## Lec #19: JL etc.

So two things that we wanted to check during lecture today, and some notes:

• If ${X_i}$ is sub-Gaussian with parameter ${c_i}$, and they are independent, then ${\sum a_i X_i}$ is indeed sub-Gaussian with parameter ${\sqrt{ \sum_i a_i^2 c_i^2 }}$, as claimed. Basically, just use the MGF definition to show this. And note the analogy to Gaussians, where ${c_i}$ should be the standard deviation, and not the variance.
• I got the sub-exponential equivalence slightly wrong. The MGF-based definition: there exist parameters ${(\nu, b)}$ such that

$\displaystyle \mathbb{E}[ e^{t(W - \mathbb{E}[W])} ] \leq exp( \nu^2 t^2/2) \qquad \forall |t| \le 1/b.$

This is equivalent to there existing some other constants ${c_1, c_2}$ such that

$\displaystyle \Pr[ |W - \mathbb{E}[W]| \geq \lambda ] \leq c_1 e^{- c_2 t}.$

See Theorem~2.2 here for a proof. (Thanks for pointing out that mistake, Tom!)

• For compressive sensing, there are a million resources online. E.g., here’s Terry Tao on the topic.
• I should have emphasized: the blood testing example we talked about was the simple case where you were guaranteed that the ${x}$ vector was ${1}$-sparse. I.e., there is exactly one person with the disease among a population of ${D}$ people. Then the binary search strategy we did used ${\log_2 D}$ linear tests, which is optimal. (To clarify, for each ${i}$, the ${i^{th}}$ test combines together the samples for all people whose index has a ${1}$ in the ${i^{th}}$ place and tests this combination. Now construct a ${\log_2 D}$-bit vector with a ${1}$ in the ${i^{th}}$ position precisely if the ${i^{th}}$ test came up positive: this is the index of the person with the infection.

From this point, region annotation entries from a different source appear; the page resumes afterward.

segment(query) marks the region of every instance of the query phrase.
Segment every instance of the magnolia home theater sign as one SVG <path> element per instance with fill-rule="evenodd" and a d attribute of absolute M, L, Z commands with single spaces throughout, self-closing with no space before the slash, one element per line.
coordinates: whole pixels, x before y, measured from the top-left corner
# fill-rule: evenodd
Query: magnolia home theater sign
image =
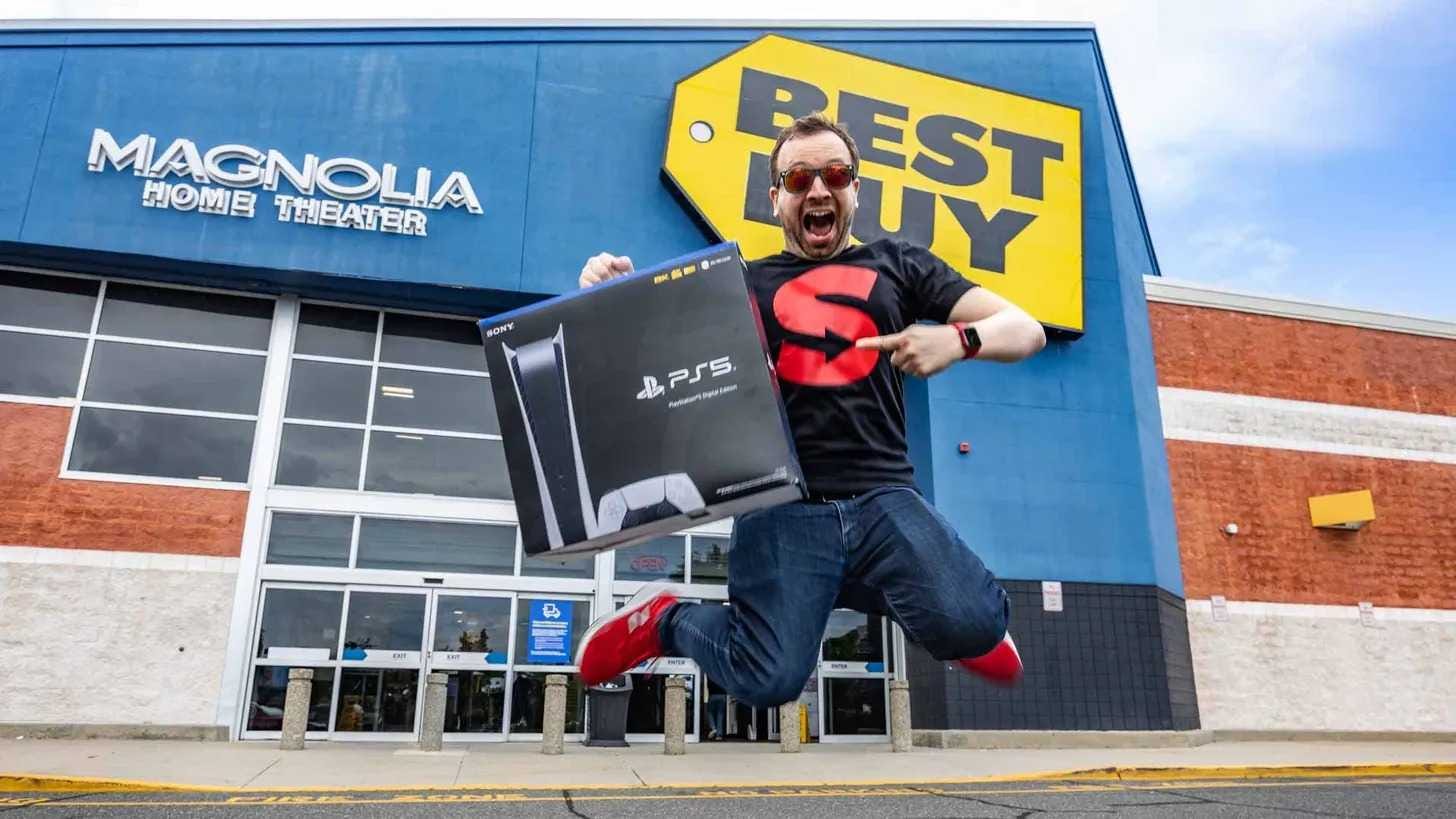
<path fill-rule="evenodd" d="M 86 168 L 105 173 L 108 166 L 131 168 L 132 175 L 146 179 L 141 185 L 144 207 L 253 219 L 258 194 L 252 188 L 278 191 L 280 184 L 287 182 L 293 192 L 277 192 L 271 203 L 278 222 L 425 236 L 430 210 L 456 207 L 476 216 L 482 213 L 470 178 L 460 171 L 451 171 L 431 187 L 434 172 L 418 168 L 414 185 L 402 189 L 399 166 L 386 162 L 376 169 L 347 156 L 320 160 L 306 153 L 294 163 L 274 149 L 220 144 L 199 150 L 185 138 L 172 140 L 157 153 L 157 138 L 151 134 L 138 134 L 121 144 L 111 131 L 96 128 Z"/>

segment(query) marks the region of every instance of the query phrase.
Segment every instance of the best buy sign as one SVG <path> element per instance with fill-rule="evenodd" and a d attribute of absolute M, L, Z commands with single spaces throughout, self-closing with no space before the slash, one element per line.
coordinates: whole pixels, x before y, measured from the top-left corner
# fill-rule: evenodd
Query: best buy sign
<path fill-rule="evenodd" d="M 1042 324 L 1083 329 L 1076 108 L 770 35 L 677 83 L 664 169 L 721 238 L 776 254 L 769 152 L 821 109 L 859 144 L 858 240 L 927 246 Z"/>

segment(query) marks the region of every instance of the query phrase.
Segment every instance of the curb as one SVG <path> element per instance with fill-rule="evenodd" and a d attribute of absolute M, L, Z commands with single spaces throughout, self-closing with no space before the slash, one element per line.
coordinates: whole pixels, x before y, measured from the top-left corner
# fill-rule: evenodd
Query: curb
<path fill-rule="evenodd" d="M 1332 780 L 1382 777 L 1452 777 L 1456 762 L 1390 762 L 1369 765 L 1208 765 L 1208 767 L 1109 767 L 1067 771 L 1040 771 L 997 777 L 935 780 L 823 780 L 796 783 L 664 783 L 655 785 L 581 785 L 581 784 L 460 784 L 460 785 L 322 785 L 322 787 L 229 787 L 122 780 L 99 777 L 55 777 L 47 774 L 0 774 L 0 793 L 367 793 L 367 791 L 609 791 L 609 790 L 681 790 L 745 787 L 869 787 L 900 784 L 994 784 L 1035 781 L 1208 781 L 1208 780 Z"/>

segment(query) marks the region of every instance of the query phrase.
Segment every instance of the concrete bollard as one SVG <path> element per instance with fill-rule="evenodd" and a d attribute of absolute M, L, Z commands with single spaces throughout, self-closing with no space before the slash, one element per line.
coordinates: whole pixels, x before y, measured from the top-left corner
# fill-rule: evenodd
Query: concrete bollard
<path fill-rule="evenodd" d="M 791 700 L 779 705 L 779 752 L 799 752 L 799 701 Z"/>
<path fill-rule="evenodd" d="M 546 675 L 546 705 L 542 714 L 542 753 L 566 751 L 566 675 Z"/>
<path fill-rule="evenodd" d="M 897 753 L 910 751 L 910 681 L 890 681 L 890 748 Z"/>
<path fill-rule="evenodd" d="M 667 678 L 667 701 L 662 702 L 662 753 L 681 756 L 687 753 L 687 681 L 680 676 Z"/>
<path fill-rule="evenodd" d="M 419 729 L 419 749 L 440 751 L 446 745 L 446 686 L 450 675 L 430 672 L 425 678 L 425 721 Z"/>
<path fill-rule="evenodd" d="M 288 691 L 282 697 L 282 739 L 278 748 L 303 751 L 309 730 L 309 702 L 313 700 L 313 669 L 288 669 Z"/>

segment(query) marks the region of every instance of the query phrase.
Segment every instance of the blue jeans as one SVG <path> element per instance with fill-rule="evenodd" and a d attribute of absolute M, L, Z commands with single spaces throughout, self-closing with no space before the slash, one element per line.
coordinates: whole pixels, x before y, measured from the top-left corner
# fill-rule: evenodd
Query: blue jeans
<path fill-rule="evenodd" d="M 673 606 L 664 654 L 775 707 L 798 698 L 836 608 L 890 615 L 938 660 L 990 651 L 1010 616 L 1006 592 L 945 517 L 914 488 L 884 487 L 740 516 L 728 605 Z"/>

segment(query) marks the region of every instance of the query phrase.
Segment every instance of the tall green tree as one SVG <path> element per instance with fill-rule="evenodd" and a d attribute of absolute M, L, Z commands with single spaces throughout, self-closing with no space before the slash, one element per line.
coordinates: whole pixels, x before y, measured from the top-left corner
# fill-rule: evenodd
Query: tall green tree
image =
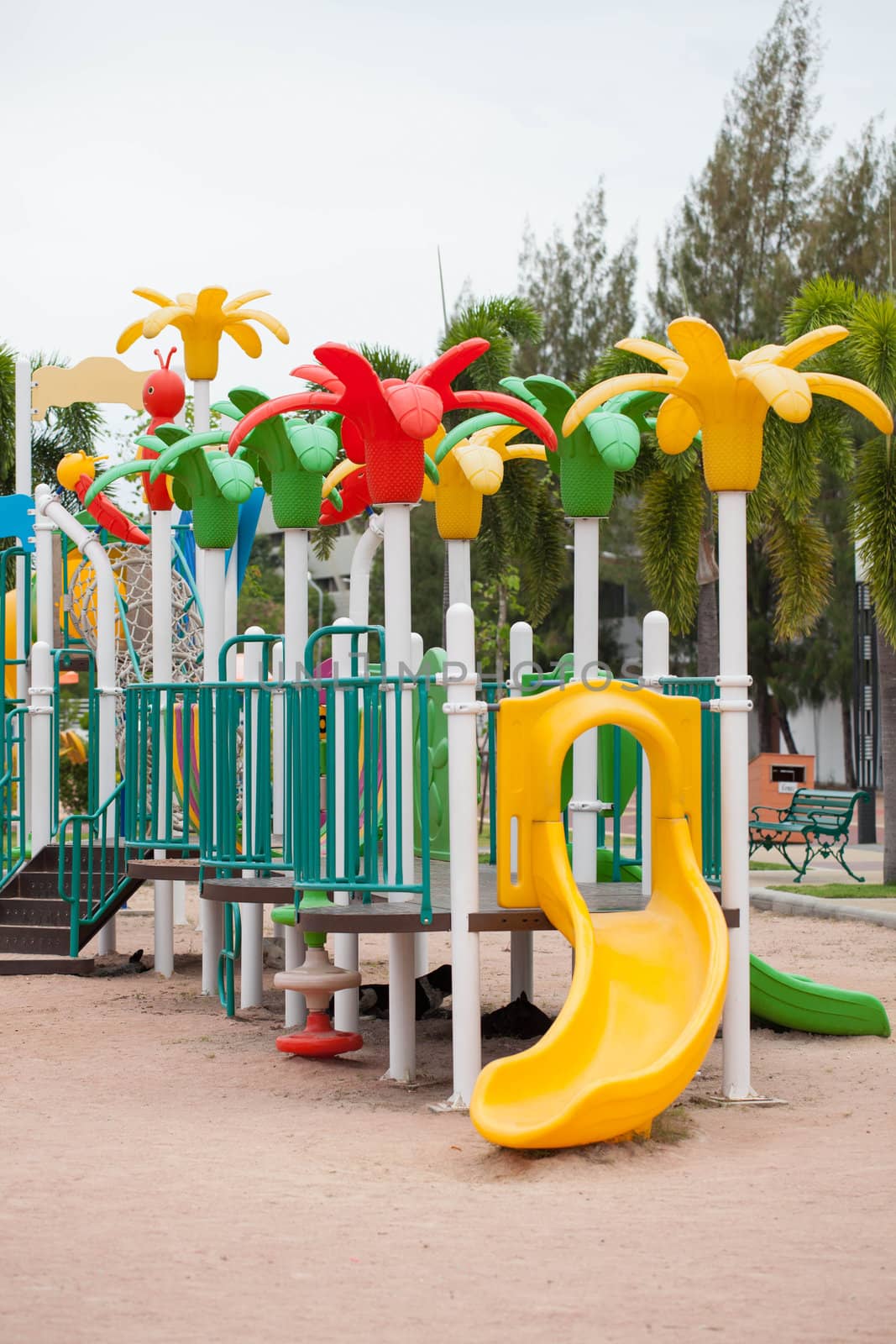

Note this is a non-adaptive strategy: we can write down all the tests up-front, and can read off the answer from their results. This is opposed to an adaptive strategy that would look at the answers to previous tests to decide which sets to test next.

What about the case where there are exactly two people infected? The same strategy does not work. In fact, since there are ${\binom{n}{2}}$ answers and each answer gives us ${1}$ bit each time, we must perform at least ${\log_2 \binom{n}{2}}$ tests. Any thoughts on how to do this? An adaptive strategy that uses ${2 \log_2 n}$ tests is easy: can you get a non-adaptive strategy? Using randomness?